すると、視線をそらした先にニコラウス先生がいて、ばっちり視線が絡んだ。
「マリアさん、ここのところヴォルフラム君と行動を共にしていたようですが、何か心当たりはありませんか? なんでもいいんです」
ニコラウス先生の切実な声に、わたしは「心当たり……」と呟きながら考え込む。
心当たりと言われても、ヴォルフラムが攫われるような問題に心当たりなんてない。
……というか、ヴォルフラムはわたしを守ってくれていたんだもの。むしろ、狙われるならわたしのはずだと思うんだけど。
ヒルデベルトも、ヴォルフラムに興味はないはずだ。
だって彼は、ヴォルフラムが自分の弟だと言うことを知らない。
三歳で攫われ、当時の黒豹のリーダーであるローゼンに育てられたヒルデベルトは、それまでの記憶が曖昧で、自分の親がどこの誰なのかも覚えていないのだから。
彼がヴォルフラムと兄弟だと知るのは、ヴォルフラムルートの終盤でのことだ。
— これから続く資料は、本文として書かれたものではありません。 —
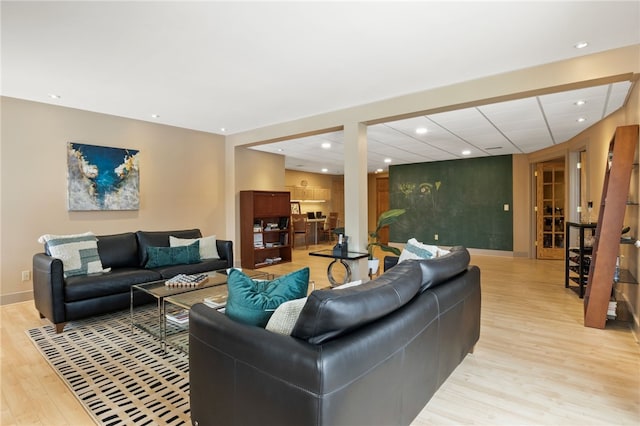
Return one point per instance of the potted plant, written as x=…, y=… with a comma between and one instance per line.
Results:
x=386, y=218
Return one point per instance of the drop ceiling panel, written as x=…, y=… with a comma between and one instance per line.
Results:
x=512, y=127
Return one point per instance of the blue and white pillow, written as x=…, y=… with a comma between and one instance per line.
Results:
x=416, y=250
x=78, y=252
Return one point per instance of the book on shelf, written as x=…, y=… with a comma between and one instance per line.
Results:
x=183, y=280
x=179, y=317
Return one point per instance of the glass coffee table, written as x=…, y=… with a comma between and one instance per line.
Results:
x=164, y=323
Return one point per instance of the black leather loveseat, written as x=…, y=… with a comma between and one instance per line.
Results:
x=367, y=355
x=63, y=299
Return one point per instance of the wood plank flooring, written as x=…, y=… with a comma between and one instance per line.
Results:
x=535, y=363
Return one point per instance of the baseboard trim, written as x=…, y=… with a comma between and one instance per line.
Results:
x=8, y=299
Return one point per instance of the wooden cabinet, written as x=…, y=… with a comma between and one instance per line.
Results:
x=613, y=204
x=304, y=193
x=265, y=234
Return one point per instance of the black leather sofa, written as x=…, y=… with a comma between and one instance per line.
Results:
x=367, y=355
x=63, y=299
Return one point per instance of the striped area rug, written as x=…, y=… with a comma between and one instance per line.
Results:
x=119, y=376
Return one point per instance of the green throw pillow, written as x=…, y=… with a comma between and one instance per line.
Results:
x=253, y=302
x=165, y=256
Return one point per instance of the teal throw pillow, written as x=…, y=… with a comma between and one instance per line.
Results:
x=253, y=302
x=165, y=256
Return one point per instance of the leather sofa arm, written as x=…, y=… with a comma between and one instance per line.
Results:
x=48, y=287
x=225, y=251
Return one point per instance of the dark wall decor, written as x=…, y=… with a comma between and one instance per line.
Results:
x=102, y=178
x=461, y=201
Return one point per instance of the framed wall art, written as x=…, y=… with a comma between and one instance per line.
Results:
x=295, y=207
x=102, y=178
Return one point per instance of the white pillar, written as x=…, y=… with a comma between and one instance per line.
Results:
x=355, y=193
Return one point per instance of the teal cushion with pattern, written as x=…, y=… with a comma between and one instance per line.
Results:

だから現時点では気づいてもいないはず……。
そこまで考えて、わたしはふと、この前わたしの部屋に侵入してきたヒルデベルトの言葉を思い出した。
――お嬢ちゃんのクラスに、ヴォルフラム・オルヒデーエって男がいるだろう? 最近、何か変わった様子はなかった?
……あれ? ヒルデベルトはヴォルフラムが弟だと知らないはずなのに、どうしてヴォルフラムの様子が気になったのかしら?
何かが妙だ。
そして、劇場でヒルデベルトに会ったとき、彼はボールマン伯爵を探っているようだった。
そのボールマン伯爵の娘であるツェリエは、ヴォルフラムと婚約すると言っている。ヴォルフラムは否定したが、完全に流れた話であればツェリエがあんなことを言うはずがない。断り切れない何かがあるのではなかろうか。
……このつながりは、偶然なのかしら?
引っかかりを覚えるものの、考えてもわからない。
考えることに向かないわたしでは、これ以上考えても何もわからないだろう。
「あの、お兄様……」
「何か心当たりがあるんですか?」
お兄様に相談しようとすると、その前にニコラウス先生が食いつくように訊ねてくる。
生徒が攫われて、ニコラウス先生の心労は相当なものだろう。
しかし、ヒルデベルトのことをニコラウス先生に話してもいいものだろうか。
わからないので、わたしはお兄様に判断をゆだねることにした。
「お兄様、劇場での一件も含めて、気になることがあるんですが……その、このままここでお話しても大丈夫でしょうか?」
お兄様はちらりとニコラウス先生を見て、肩をすくめた。
「お前はあれと関係があると思っているのか。……それならば、黙っておくわけにはいかないだろう。ただし、その件を口外することがお前にどう影響するのかがわからないため、ニコラウス先生が今からする話を口外しないと約束してくれるのならば、だが」
「……先生」
わたしがニコラウス先生を見ると、彼は真顔で頷いた。
「何か事情があるのでしょう。口外はしませんから、何か知っているのなら教えてください」
ニコラウス先生は、勝手に約束を破るような人ではない。
わたしが頷くと、お兄様が、以前劇場であったことを説明しはじめた。